The Truth

I am having a pretty difficult night. I work in a few hours so I know I really need to get some sleep, but at the same time, there is just something haunting me about the past.

The truth is, I LOVED being anorexic. I loved the way it made me feel. I remember how excited I was when I laid down on my side and my thighs didn’t fall into each other with the general flow of gravity. There wasn’t enough fat there. I loved looking at the scale and seeing the pounds drop off one by one. I loved looking at food and knowing that I had won this secret battle. I wasn’t going to eat it. I had conquered it in some sick way. I loved waking up in the morning and feeling the pain in my skin as my hipbones stretched the thin layers to its limit. I miss it. I miss the feeling of not being able to stand up in the shower and knowing that I was winning. I couldn’t do simple algebra anymore, but none of that mattered. 

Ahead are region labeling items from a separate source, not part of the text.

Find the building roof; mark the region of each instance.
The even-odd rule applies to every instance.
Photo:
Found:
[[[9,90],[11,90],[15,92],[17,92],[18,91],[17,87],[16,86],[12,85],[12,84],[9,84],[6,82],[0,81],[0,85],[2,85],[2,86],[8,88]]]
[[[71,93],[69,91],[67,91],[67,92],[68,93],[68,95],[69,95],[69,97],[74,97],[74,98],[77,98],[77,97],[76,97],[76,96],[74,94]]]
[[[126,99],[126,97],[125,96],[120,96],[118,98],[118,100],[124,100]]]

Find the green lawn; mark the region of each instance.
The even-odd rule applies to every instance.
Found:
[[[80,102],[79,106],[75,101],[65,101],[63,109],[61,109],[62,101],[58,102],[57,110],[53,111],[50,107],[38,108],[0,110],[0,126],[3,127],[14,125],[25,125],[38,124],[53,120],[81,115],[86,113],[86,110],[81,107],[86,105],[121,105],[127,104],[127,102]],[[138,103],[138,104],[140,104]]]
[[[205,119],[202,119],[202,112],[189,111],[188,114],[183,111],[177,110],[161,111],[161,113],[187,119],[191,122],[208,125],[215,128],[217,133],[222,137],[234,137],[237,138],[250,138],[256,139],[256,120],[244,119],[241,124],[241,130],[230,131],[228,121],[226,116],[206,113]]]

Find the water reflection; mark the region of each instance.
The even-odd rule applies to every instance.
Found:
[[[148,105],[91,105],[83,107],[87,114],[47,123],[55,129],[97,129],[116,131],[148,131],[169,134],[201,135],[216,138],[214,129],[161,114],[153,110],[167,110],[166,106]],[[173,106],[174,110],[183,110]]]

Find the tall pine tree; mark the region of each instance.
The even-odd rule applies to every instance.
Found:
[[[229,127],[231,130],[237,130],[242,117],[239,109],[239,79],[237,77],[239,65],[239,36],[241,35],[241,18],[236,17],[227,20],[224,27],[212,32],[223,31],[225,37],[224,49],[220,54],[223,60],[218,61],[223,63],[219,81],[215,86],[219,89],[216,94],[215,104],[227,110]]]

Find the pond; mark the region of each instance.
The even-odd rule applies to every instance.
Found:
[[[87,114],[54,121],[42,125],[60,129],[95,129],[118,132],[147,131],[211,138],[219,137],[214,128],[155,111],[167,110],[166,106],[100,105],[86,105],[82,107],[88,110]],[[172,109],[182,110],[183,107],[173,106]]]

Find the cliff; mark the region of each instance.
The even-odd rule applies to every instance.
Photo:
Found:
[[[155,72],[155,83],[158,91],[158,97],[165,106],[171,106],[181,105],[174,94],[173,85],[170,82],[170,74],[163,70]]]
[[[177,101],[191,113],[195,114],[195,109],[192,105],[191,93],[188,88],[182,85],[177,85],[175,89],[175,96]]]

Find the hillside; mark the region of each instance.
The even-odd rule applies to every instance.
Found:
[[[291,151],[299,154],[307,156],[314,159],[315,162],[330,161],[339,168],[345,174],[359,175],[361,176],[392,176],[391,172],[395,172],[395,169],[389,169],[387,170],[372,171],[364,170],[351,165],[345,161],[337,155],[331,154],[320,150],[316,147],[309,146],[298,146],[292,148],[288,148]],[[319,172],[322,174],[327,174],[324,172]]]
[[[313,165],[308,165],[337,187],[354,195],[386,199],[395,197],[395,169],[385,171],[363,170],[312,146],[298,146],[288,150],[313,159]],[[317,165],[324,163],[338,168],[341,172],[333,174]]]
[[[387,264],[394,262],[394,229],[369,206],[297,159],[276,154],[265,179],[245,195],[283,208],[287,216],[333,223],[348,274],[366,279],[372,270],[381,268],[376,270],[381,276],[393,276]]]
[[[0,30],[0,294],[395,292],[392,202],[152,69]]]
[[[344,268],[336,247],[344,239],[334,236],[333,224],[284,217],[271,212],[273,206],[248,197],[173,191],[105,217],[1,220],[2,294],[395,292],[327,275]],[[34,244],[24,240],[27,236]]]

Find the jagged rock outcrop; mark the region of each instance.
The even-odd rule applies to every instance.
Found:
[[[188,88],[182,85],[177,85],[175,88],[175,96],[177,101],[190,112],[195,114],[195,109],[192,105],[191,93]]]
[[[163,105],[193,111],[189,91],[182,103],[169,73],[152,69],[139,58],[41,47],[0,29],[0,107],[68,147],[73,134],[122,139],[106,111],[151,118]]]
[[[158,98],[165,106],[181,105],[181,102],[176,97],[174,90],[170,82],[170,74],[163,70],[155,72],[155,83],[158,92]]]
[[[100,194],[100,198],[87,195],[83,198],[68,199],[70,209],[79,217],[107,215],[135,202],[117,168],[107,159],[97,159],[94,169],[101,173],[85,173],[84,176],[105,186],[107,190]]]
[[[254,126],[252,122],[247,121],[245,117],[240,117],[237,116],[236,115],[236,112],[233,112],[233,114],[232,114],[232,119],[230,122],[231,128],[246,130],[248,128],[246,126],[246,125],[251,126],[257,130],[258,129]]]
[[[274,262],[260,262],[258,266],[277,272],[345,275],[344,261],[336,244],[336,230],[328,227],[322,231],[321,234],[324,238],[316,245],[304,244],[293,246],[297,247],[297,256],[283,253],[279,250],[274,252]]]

One thought on “The Truth”

  1. Have you ever been to a Crossfit class?
    I suggest you eat, eat plenty, and eat healthy and then attend a local Crossfit class. Trust me, I was anorexic also and I went from 186lb to 120lbs in 4 months from eating only brown rice. Then guess what? I ballooned up to 200lbs after getting very sick. And then I learned the magical, positive, and healthy world of Crossfit. Dozens of positive people, with the right mental attitude cheering for your to become the best you you can be. The positives: you make new friends, you get FIT and THIN, and most of all you get healthy, and not just physically, or dietary health, but serious mental and emotional health.

    I know, I know, I don’t know you from Adam and I have no idea of what you yourself are going through in your own right. Two people suffering the same ailment are NOT alike, I understand. I just hope that you might consider it, someday. I know it’s what saved me from anorexia, mental and emotional unhealthy mindset, and gave me the slim/slender thin feminine body I wanted.